Some of you have been generous enough to inform me, here or on Facebook or at Twitter, that you do not share my esteem for the writings of Gore Vidal. You perhaps do not care for his politics or his prose style or his morality or his person. Perhaps his patrician hauteur irritates you; I'm sure that he would have wanted it that way.
That's as it should be, rather than the bland, stagnant world we would live in if all our tastes agreed. That said, I'm about to quote him, so clear out. Everyone else can stay.
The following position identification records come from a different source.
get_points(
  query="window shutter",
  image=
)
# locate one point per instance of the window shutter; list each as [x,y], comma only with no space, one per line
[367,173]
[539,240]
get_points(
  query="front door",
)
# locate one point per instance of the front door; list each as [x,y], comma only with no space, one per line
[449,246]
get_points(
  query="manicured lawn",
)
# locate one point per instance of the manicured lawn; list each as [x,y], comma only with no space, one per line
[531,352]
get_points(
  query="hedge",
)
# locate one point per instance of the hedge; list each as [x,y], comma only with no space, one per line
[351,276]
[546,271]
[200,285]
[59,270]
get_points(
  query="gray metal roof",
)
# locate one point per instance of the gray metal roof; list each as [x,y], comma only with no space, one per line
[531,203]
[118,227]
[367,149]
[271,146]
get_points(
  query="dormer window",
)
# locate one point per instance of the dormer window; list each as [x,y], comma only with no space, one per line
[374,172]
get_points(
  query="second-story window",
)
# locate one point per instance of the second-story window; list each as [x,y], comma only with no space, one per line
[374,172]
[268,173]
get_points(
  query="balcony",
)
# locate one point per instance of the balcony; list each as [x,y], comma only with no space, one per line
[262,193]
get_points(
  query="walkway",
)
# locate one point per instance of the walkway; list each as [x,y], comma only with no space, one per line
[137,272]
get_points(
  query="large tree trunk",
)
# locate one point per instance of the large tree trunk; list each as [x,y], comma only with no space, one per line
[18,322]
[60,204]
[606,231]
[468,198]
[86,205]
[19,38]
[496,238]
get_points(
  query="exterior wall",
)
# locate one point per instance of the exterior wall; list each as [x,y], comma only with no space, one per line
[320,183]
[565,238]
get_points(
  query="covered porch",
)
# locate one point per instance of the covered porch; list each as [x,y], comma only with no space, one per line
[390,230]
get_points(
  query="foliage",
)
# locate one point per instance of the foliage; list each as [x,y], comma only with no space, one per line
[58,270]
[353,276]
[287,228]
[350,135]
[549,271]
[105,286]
It's a good thing to stand at the grave of Samuel Johnson in Westminster Abbey or to read the plaque on the house on Park Avenue in Baltimore where F. Scott Fitzgerald lived while writing Tender is the Night. But the best way to honor a writer is not by plaques or monuments but by reading the work the hand composed. I have, as I wrote the other day, been reading and re-reading Gore Vidal's work for four decades (not, mind you, uncritically or finding every scrap of equal value). Today, since writers should be read, I offer you a paragraph from an essay he wrote thirty or so years ago about another American original, Edmund Wilson. Linking Wilson with Hemingway, Fitzgerald, and Faulkner, he wrote:
Meanwhile, the contemporary of these three blasted stars, Edmund Wilson, outlived and outworked them all. Well into his seventies, Wilson would totter into the Princeton Club and order a half dozen martinis, to be prepared not sequentially but simultaneously--six shining glasses in a bright row, down which Wilson would work, all the while talking and thinking at a rapid pace. To the end of a long life, he kept on making the only thing he thought worth making: sense, a quality almost entirely lacking in American literature where stupidity--if sufficiently sincere and authentic--is deeply revered, and easily achieved. Although this was a rather unhealthy life in the long run, Wilson had a very long run indeed. But then, he was perfect proof of the proposition that the more the mind is used and fed the less apt it is to devour itself. When he died, at seventy-seven, he was busy stuffing his head with irregular Hungarian verbs. Plainly, he had a brain to match his liver.